Maintaining sum of k largest items in a dynamic set
Maintain a set, allowing to add or remove elements and to query the sum of the up to k largest items.
Use two heaps
The idea is to use 2 heaps. We will use a min-heap ‘large’, where the top element is its smallest item. As well as a max-heap ‘small’, where the top element is its largest item.
large: small:
[800, 400, 350] [200, 100]
^top ^top
<-----k------->
The invariant is that if the set contains less than k items, then it is entirely stored in ‘large’, while ‘small’ is empty. Otherwise ‘large’ stores the k largest items of the set, and ‘small’ all the others.
Maintaining the invariant, simply consists to move items from one heap to another, if the cardinality of the large set is not k.
Application
In the above mentioned problem, we are given n weighted intervals, and need to find a set of up to k intervals, all intersecting, maximizing the total weight of this set. This can be solved by a sweep line algorithm. Just scan the intervals from left to right, adding or removing weights to a dynamic set, when the endpoints of the corresponding intervals are processed. Fairly easy.

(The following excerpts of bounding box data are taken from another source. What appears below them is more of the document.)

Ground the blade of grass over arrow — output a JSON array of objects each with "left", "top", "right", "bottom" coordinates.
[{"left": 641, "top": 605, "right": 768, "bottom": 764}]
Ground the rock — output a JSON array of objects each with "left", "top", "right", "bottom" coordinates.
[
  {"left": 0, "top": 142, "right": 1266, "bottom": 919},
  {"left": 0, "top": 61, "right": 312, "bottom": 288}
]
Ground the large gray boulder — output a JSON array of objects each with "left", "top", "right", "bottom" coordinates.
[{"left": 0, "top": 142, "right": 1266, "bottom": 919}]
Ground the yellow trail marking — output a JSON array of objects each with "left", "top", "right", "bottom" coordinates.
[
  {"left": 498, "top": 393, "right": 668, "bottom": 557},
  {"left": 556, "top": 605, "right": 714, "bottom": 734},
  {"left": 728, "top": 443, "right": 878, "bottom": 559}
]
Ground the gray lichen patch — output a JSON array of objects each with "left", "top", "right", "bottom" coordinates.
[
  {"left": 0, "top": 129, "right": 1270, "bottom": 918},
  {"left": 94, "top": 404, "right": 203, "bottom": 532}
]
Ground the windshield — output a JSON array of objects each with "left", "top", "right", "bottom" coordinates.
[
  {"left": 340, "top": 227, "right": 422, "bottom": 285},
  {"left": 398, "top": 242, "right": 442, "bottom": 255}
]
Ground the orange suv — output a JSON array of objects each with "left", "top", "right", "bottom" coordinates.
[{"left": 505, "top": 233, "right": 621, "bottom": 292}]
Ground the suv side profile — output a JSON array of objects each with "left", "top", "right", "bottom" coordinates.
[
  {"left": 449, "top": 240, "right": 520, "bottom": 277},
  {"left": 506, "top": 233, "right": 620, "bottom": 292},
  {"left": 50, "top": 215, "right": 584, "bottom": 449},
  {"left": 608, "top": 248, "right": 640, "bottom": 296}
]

Hence overall time complexity is O(n log n).
Implementation in Python
Here we use our implementation of lazy heaps, explained here.
from sys import stdin
from collections import Counter
from heapq import *
def readint(): return int(stdin.readline())
def readints(): return list(map(int, stdin.readline().strip().split()))
def readstr(): return stdin.readline().strip()
class dynset:
"""Maintains a multiset and keeps track of the sum of its k largest elements.
large is the minheap containing the up to k largest elements.
small is the maxheap containing the smaller elements.
in fact we use a minheap but invert the values.
"""
def __init__(self, k):
self.k = k
self.large = lazyheap()
self.small = lazyheap()
def balance(self):
"""maintains invariant on heap sizes
"""
if self.large.n > self.k:
self.small.push(-self.large.pop())
if self.large.n < self.k and self.small.n > 0:
self.large.push(-self.small.pop())
def add(self, value):
# negate value to make a maxheap
self.large.push(value)
self.balance()
def remove(self, value):
# from which heap should we remove?
if value < self.large.top():
self.small.remove(-value)
else:
self.large.remove(value)
self.balance()
def solve(k, n, h, s, e):
D = dynset(k)
"""scan time line by processing an event list.
+hi means we enter interval i, -hi means we leave it.
"""
events = [(s[i], +h[i]) for i in range(n)]
events += [(e[i] + 1, -h[i]) for i in range(n)]
best = 0
for (time, delta) in sorted(events):
if delta < 0:
D.remove(-delta)
else:
D.add(delta)
best = max(best, D.large.sum)
return best
for test in range(readint()):
d, n, k = readints()
h = [0] * n
s = [0] * n
e = [0] * n
for i in range(n):
h[i], s[i], e[i] = readints()
print('Case #%d: %s' % (test + 1, solve(k, n, h, s, e)))